Chilmark Community Church

Rev. Armen Hanjian

July 24, 2016

Some once asked John Wesley, “Do you think God will save this world with your intelligence?”  Wesley sad, “ He won’t save it with your ignorance!”   Some put little effort toward it, but I believe it is imperative that we should have sharp minds.

We know United Methodists stress this aspect of Christianity for we have over 100 Church related colleges and universities in the U.S.A as well as 13 theological schools.  We believe our faith is a reasonable one, that is, that it rings true in our ears when it is brought to bear with the facts of life.  We do not fear truth in any area life; we only fear ignorance. 

Think of the gospel writers telling us how Jesus, at age 12,   sat in the Temple and astonished the teachers with his wisdom and understanding, how they described Jesus’ life between 12 and 30 with this one sentence: “And Jesus increased in wisdom, and in stature and in favor with God and man.”  We cannot escape the fact that Jesus commanded his disciple, “You shall love the Lord your God with all your heart and with all your soul and with all your mind and with all your strength.”

It is important that the followers of Jesus have sharp minds – minds with a growing edge.  Most adults have little willingness to learn something new.  Oh, we like to learn this little fact or that side light, trivia, but deep down we have hardened opinions.  The waves of new knowledge and even old truths lap at our minds, but we allow them little or no inner hearing or testing.

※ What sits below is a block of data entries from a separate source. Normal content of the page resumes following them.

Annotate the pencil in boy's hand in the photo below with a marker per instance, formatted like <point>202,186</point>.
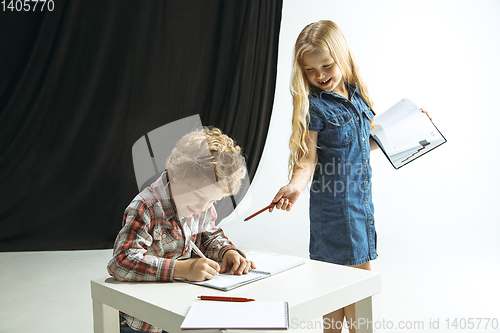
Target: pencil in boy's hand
<point>260,211</point>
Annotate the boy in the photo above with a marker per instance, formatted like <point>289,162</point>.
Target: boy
<point>160,221</point>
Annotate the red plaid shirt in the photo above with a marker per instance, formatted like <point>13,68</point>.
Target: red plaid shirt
<point>153,238</point>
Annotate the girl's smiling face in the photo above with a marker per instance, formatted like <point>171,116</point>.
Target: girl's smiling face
<point>190,199</point>
<point>322,71</point>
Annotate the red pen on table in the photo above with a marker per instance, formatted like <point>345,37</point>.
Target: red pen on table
<point>225,298</point>
<point>260,211</point>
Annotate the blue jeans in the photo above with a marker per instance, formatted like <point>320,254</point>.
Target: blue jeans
<point>124,328</point>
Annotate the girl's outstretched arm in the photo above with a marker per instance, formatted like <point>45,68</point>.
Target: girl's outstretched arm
<point>289,194</point>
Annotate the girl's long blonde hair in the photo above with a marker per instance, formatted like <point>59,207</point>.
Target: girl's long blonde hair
<point>318,36</point>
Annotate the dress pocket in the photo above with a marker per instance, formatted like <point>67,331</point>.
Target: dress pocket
<point>340,129</point>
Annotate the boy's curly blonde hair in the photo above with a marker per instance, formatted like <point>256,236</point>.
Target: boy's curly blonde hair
<point>207,155</point>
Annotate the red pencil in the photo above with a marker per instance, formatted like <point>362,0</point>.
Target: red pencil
<point>225,298</point>
<point>260,211</point>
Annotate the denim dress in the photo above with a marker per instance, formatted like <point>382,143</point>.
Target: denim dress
<point>342,226</point>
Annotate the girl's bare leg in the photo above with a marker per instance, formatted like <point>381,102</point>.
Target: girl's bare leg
<point>349,312</point>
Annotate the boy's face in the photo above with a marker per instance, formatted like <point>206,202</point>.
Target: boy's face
<point>191,199</point>
<point>322,71</point>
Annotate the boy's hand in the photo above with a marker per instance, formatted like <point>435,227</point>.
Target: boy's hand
<point>196,270</point>
<point>240,265</point>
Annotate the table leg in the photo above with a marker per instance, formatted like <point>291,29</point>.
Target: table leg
<point>364,316</point>
<point>105,318</point>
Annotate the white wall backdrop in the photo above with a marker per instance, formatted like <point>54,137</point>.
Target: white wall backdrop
<point>437,218</point>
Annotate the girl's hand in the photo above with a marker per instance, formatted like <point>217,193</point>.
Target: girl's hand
<point>427,113</point>
<point>196,270</point>
<point>240,265</point>
<point>286,197</point>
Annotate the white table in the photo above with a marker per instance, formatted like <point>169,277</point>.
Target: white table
<point>312,290</point>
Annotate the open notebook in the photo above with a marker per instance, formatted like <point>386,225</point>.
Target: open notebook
<point>404,133</point>
<point>266,265</point>
<point>233,315</point>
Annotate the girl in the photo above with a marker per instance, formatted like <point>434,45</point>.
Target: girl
<point>331,137</point>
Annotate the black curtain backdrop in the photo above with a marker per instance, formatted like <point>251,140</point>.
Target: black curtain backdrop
<point>80,84</point>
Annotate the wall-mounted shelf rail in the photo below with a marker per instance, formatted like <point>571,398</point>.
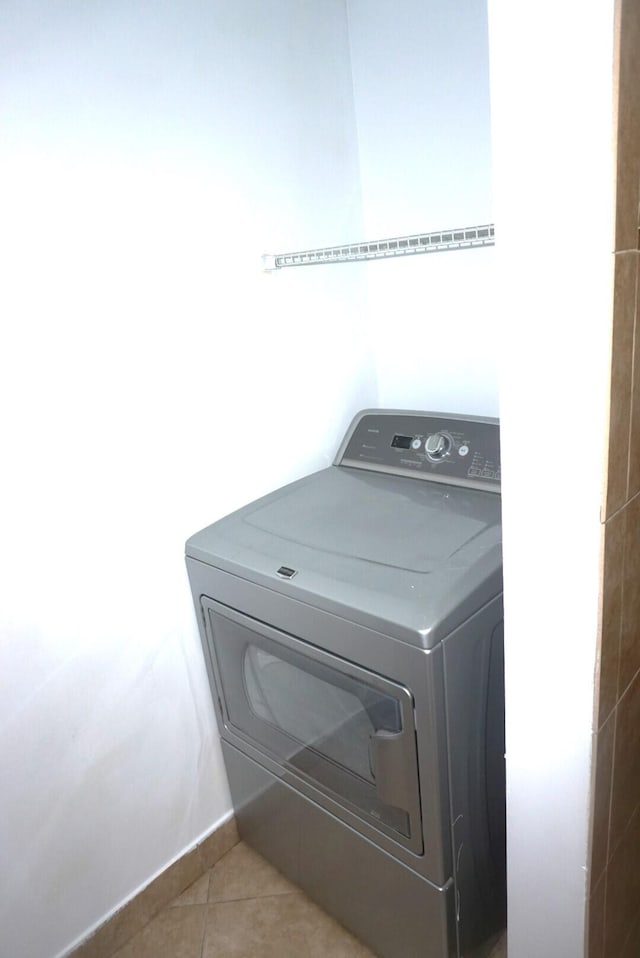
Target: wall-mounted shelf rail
<point>469,237</point>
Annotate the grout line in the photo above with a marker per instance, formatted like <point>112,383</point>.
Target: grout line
<point>282,894</point>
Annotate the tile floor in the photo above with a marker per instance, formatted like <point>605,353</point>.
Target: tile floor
<point>243,908</point>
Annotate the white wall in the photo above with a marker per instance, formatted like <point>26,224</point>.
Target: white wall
<point>421,91</point>
<point>151,379</point>
<point>553,175</point>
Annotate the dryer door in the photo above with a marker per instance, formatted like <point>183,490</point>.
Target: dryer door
<point>340,728</point>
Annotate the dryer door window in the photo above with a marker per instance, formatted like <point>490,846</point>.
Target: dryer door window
<point>341,728</point>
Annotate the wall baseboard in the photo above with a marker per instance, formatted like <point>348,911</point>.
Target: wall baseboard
<point>139,910</point>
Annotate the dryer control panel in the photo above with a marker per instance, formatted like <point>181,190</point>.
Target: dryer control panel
<point>439,447</point>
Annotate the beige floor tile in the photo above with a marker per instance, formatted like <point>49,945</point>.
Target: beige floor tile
<point>279,926</point>
<point>500,950</point>
<point>242,873</point>
<point>174,933</point>
<point>196,894</point>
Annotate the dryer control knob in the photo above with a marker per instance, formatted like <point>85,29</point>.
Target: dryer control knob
<point>437,446</point>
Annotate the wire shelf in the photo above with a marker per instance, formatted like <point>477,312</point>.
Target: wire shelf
<point>469,237</point>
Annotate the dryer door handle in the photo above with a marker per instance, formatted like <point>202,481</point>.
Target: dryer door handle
<point>395,766</point>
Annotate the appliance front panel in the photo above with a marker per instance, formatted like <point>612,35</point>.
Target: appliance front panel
<point>346,730</point>
<point>404,666</point>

Two Chinese  coolies on a street in Shanghai were shouting at each other, their noses but two inches apart.  They were surrounded by excited spectators.  “What is the matter?” asked an American bystander of a Chinese next to him.  “There is a Chinese fight going on,” answered the Oriental, smiling.  “But I’ve been here five minutes and nobody has hit anybody yet.”  “You don’t understand, in a Chinese fight, the man who strikes first shows he has run out of ideas.”  How often people strike when we should be contributing ideas gleaned from a searching mind.  We strike or go off in a huff.

The beloved Yale Prof. William Lyon Phelps once said, “ I thoroughly believe in a university education for both men and women, but I believe a knowledge of the Bible without a college course is more valuable than a college course without the Bible.”  I think this teacher was telling us that the Bible offers us a point where a person can set his or her life course, just as a navigator might set his course by some fixed point such as the North Star.  The essence of this sermon can now be seen as we read today’s text: “Let this mind be in you which was also in Christ Jesus,…”

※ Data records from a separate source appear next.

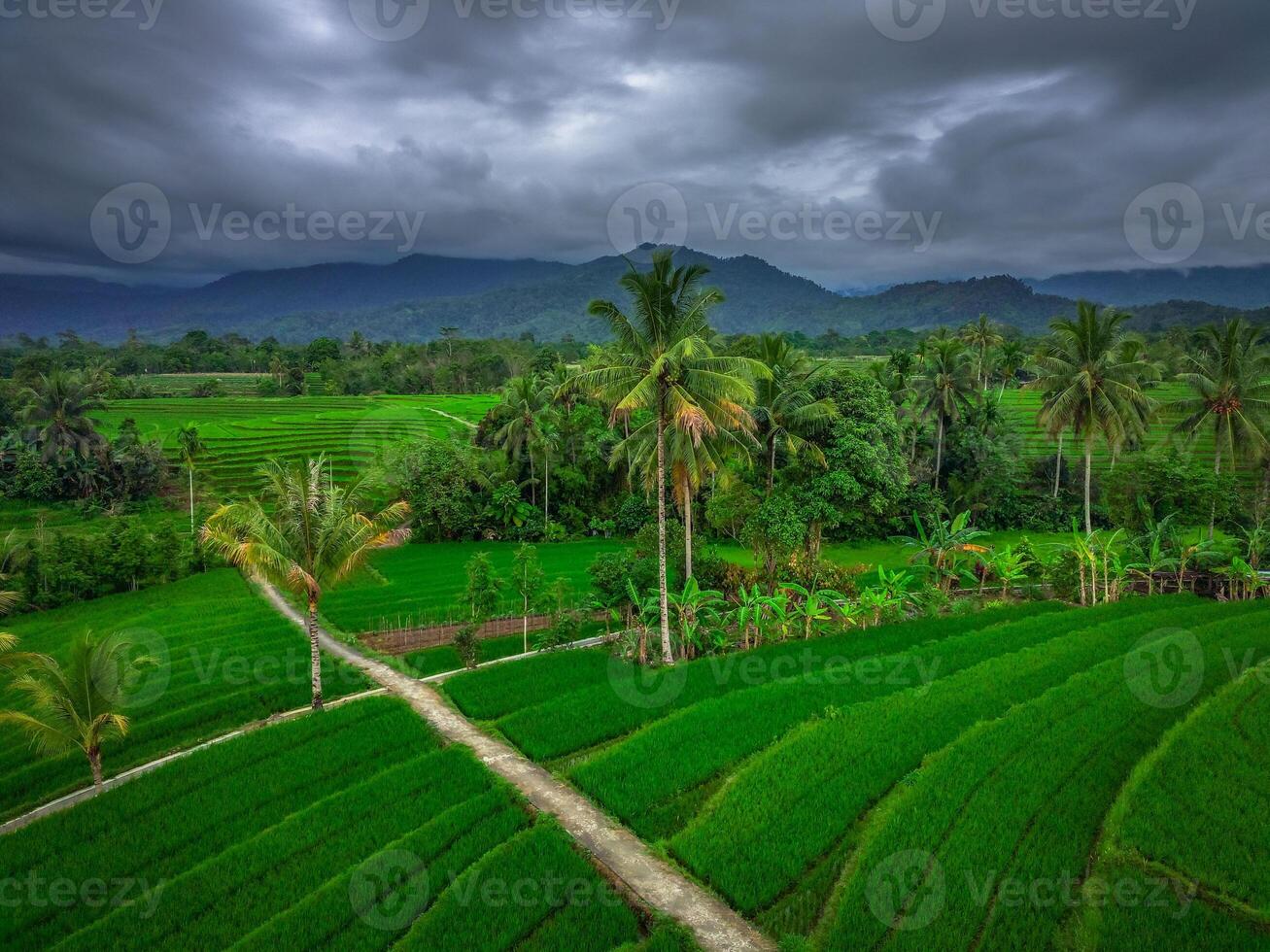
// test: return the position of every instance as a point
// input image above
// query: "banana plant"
(1010, 567)
(751, 615)
(942, 545)
(696, 613)
(874, 603)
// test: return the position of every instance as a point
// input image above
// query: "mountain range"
(416, 297)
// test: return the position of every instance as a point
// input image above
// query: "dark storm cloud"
(1005, 141)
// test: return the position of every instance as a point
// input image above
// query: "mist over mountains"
(413, 298)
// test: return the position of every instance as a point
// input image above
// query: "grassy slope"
(1020, 799)
(239, 845)
(243, 431)
(1186, 835)
(224, 659)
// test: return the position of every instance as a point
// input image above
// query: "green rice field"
(425, 584)
(232, 384)
(223, 659)
(241, 433)
(432, 852)
(991, 746)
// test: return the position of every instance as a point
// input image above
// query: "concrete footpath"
(627, 858)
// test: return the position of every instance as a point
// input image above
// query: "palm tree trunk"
(939, 452)
(1058, 464)
(687, 533)
(1088, 485)
(314, 655)
(1217, 471)
(667, 654)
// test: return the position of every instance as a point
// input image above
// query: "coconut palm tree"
(526, 400)
(192, 447)
(944, 390)
(692, 458)
(785, 409)
(1087, 389)
(304, 534)
(57, 415)
(662, 362)
(1228, 379)
(78, 706)
(981, 336)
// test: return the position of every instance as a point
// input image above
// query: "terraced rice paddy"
(241, 433)
(231, 384)
(905, 786)
(351, 829)
(1020, 408)
(1187, 833)
(224, 659)
(425, 584)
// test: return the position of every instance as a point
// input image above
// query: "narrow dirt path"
(617, 849)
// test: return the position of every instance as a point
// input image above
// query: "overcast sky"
(859, 143)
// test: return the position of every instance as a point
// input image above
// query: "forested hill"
(416, 297)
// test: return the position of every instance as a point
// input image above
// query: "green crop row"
(1185, 823)
(223, 659)
(179, 818)
(801, 796)
(988, 844)
(368, 906)
(629, 698)
(214, 904)
(526, 891)
(658, 778)
(348, 829)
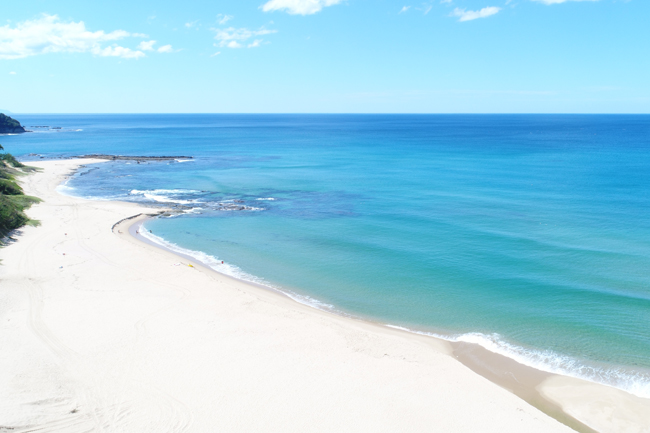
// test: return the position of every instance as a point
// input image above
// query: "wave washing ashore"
(103, 332)
(525, 234)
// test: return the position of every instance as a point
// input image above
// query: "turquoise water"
(527, 234)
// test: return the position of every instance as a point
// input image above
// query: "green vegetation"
(13, 201)
(9, 125)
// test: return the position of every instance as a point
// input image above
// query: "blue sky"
(449, 56)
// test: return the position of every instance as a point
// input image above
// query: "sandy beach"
(103, 332)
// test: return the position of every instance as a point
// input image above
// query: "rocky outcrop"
(9, 125)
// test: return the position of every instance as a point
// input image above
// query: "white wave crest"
(164, 191)
(634, 382)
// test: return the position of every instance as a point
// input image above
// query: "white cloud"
(465, 15)
(554, 2)
(146, 45)
(235, 38)
(298, 7)
(117, 51)
(223, 19)
(48, 34)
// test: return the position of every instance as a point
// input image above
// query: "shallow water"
(527, 234)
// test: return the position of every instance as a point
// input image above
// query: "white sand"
(121, 340)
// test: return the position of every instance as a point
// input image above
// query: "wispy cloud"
(465, 15)
(298, 7)
(146, 45)
(48, 34)
(238, 38)
(117, 51)
(223, 19)
(554, 2)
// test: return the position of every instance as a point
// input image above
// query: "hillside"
(13, 201)
(9, 125)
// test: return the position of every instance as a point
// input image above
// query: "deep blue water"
(526, 233)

All of us set our minds on some fixed goals we work toward.  What I am suggesting is that we consciously, intentionally set our course, our mind by the same thinking of our Lord.  These days we feel we are in style by claiming to be open minded.  We have a distaste for setting our minds on just one course.  Our mental steering gear is all loose.  We are like ships that have no connections with the rudder.  And what happens?  We chart no course for our lives and find we go off in all directions.  We are blown about by the prevailing winds of opinion, but as Halford E. Luccock reminds us, “The purpose of an open mind is to close it on something.”  He goes on to say, “If we are to be saved from the big squeeze to mold us in the world’s image, the mind and the heart must be renewed – a fresh coming of the life God in the soul.  Specifically this demands nothing more mysterious than prayer, which is, of course, the most mysterious thing in the world.”  It means such things as Bible study, discussion groups and any other methods we can devise to saturate our thinking with the mind and thinking of Christ Jesus.

St. Paul tried to hammer this point home in several places.

In Rom. 8 he writes, “To set the mind on the flesh (i.e. to be oriented by the world) is death, but to set the mind on the Spirit is life and peace.”

In Rom. 12 he writes, “”Do not be conformed to this world but be transformed by the renewal of your minds, so that you may prove (that you may surely know) what is the will of God, what is good, and acceptable and perfect.”

In Phil. 2 he writes, Let this mind be in you which was also in Christ Jesus,…”  In other words, reach for the point in our lives where we are so much a part of his way of thinking we need not turn to the Bible for most of our decisions and ask ourselves what would Jesus do in this situation.  We can’t follow his steps exactly, for our situation is different than his.  But we can, by having the mind of Christ, make intelligent and Christ-like decisions in our daily living.

This is especially pertinent when we must make quick decisions.

When I was serving rural church in NJ, similar to this one, a friend of mine flew me over it.  We came so low the pigeons flew out of the belfry.  And the thought came to me as I looked down on the setting, “We must get into the habit of seeing everything from God’s point of view.”  That is seen and known best in the person of Jesus Christ.

Thus far, I have said it is important that we have sharp mind, growing minds.  And, I have tried to show that all of us are directed by some guiding principles and as Christians our North Star is the mind of Christ.  Let me now suggest some inevitable responses of those who have the mind of Christ.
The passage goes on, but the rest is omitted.